Search code examples
sql

Why do these two queries return different values when their subquery has the same output?


I'm making my way through an SQL workbook, and I was wondering why these two queries return a different result? What are the differences in behavior of WHERE IN and inline views?

Query I wrote
SELECT SUM(invoice_total) AS sum_of_maxes
FROM invoices
WHERE invoice_total IN
    (SELECT MAX(invoice_total)
    FROM invoices
    WHERE invoice_total - credit_total - payment_total > 0
    GROUP BY vendor_id)

Whole query output:

SUM_OF_MAXES
1 52680.48

Subquery output:

MAX(INVOICE_TOTAL)
1 224
2 21842
3 90.36
4 1575
5 2433
6 17.5
7 46.21
8 662
9 9.95
10 41.8
11 503.2
12 20551.18
13 6
14 1962.13
15 2312.2
16 158
Textbook solution
SELECT SUM(invoice_max) AS sum_of_maximums
FROM (SELECT vendor_id, MAX(invoice_total) AS invoice_max
      FROM invoices
      WHERE invoice_total - credit_total - payment_total > 0
      GROUP BY vendor_id)

Whole query output:

SUM_OF_MAXIMUMS
1 52434.53

Subquery output:

VENDOR_ID INVOICE_MAX
1 37 224
2 72 21842
3 80 90.36
4 83 1575
5 86 2433
6 94 17.5
7 95 46.21
8 96 662
9 97 9.95
10 102 41.8
11 106 503.2
12 110 20551.18
13 115 6
14 121 1962.13
15 122 2312.2
16 123 158

When I ran the subqueries on their own, they return the same values for MAX(invoice_total), but running the scripts in their entirety creates two different final outputs, which surprised me. Sure the methods are different but I don't know enough to understand why the results should be. Have I done something erroneous or should I expect that subqueries behave differently under FROM and WHERE?


Solution

  • The problem you observe when executing your incorrect query is that the same invoice which you determined as highest invoice of one vendor id appears for other vendor id's where it is not the maximum. The correct query only fetches the highest invoice per vendor id and sums them, but your query sums all other occurences, too.

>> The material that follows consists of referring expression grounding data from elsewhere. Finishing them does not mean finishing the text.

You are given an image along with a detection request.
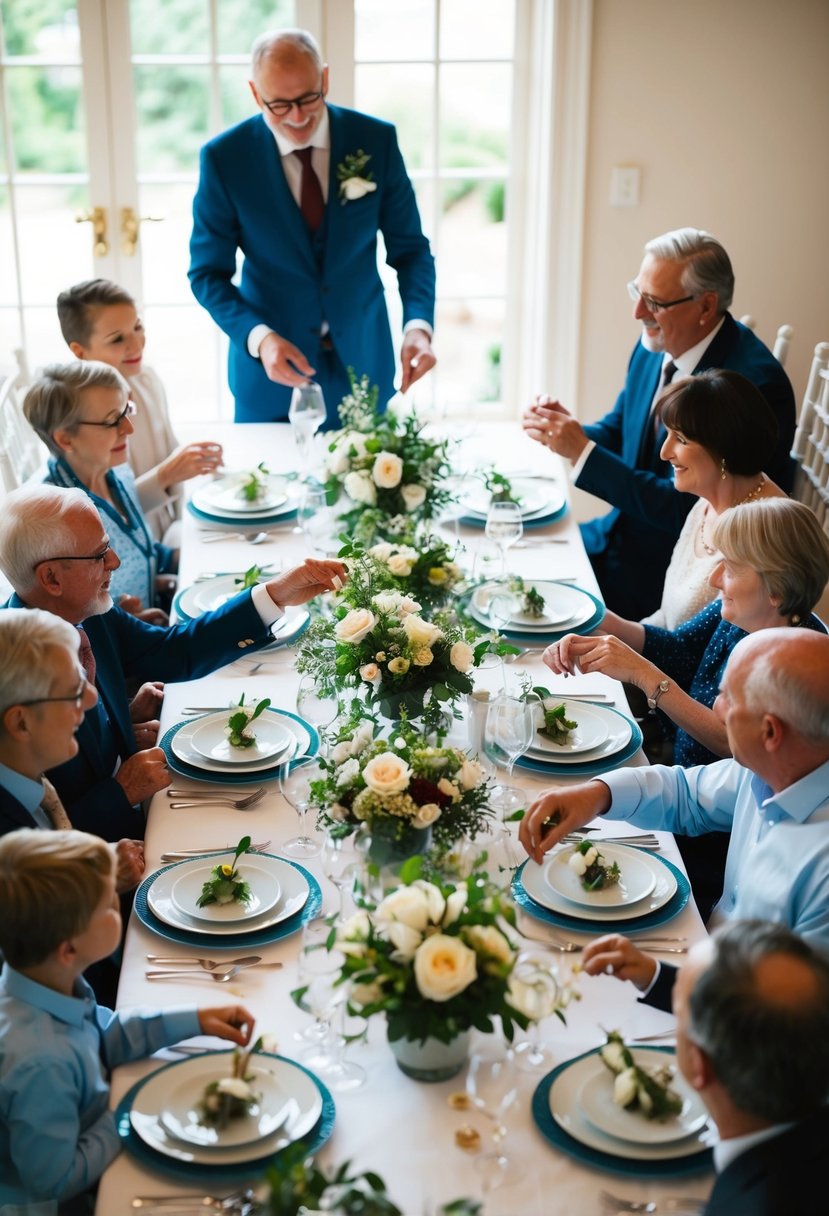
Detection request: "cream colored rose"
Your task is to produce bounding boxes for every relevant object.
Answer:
[449,640,475,674]
[359,662,380,682]
[387,552,415,577]
[401,615,443,647]
[381,919,422,961]
[465,924,513,965]
[412,801,441,828]
[362,751,411,795]
[328,801,348,822]
[398,596,421,616]
[437,777,461,803]
[411,879,447,923]
[335,607,377,644]
[400,483,427,512]
[388,656,410,674]
[377,884,433,932]
[414,934,478,1002]
[344,470,377,506]
[372,451,404,489]
[350,980,386,1007]
[411,646,434,667]
[442,886,468,926]
[459,757,484,790]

    You can find invoices and their vendor id's that appear multiple times with following query:

    SELECT
      invoice_total, vendor_id
    FROM invoices
    WHERE invoice_total
    IN
    (SELECT 
      invoice_total
    FROM invoices
    GROUP BY 
      invoice_total
    HAVING 
      COUNT(vendor_id) > 1)
    ORDER BY invoice_total;
    

    Or you can change your wrong query and select all columns, then sort by invoice total:

    SELECT *
    FROM invoices
    WHERE invoice_total IN
        (SELECT MAX(invoice_total)
        FROM invoices
        WHERE invoice_total - credit_total - payment_total > 0
        GROUP BY vendor_id)
    ORDER BY invoice_total;
    

    Then you will also see the "duplicated" rows that your query includes and the correct one does not.

    I created a sample fiddle based on your data where you can reproduce this.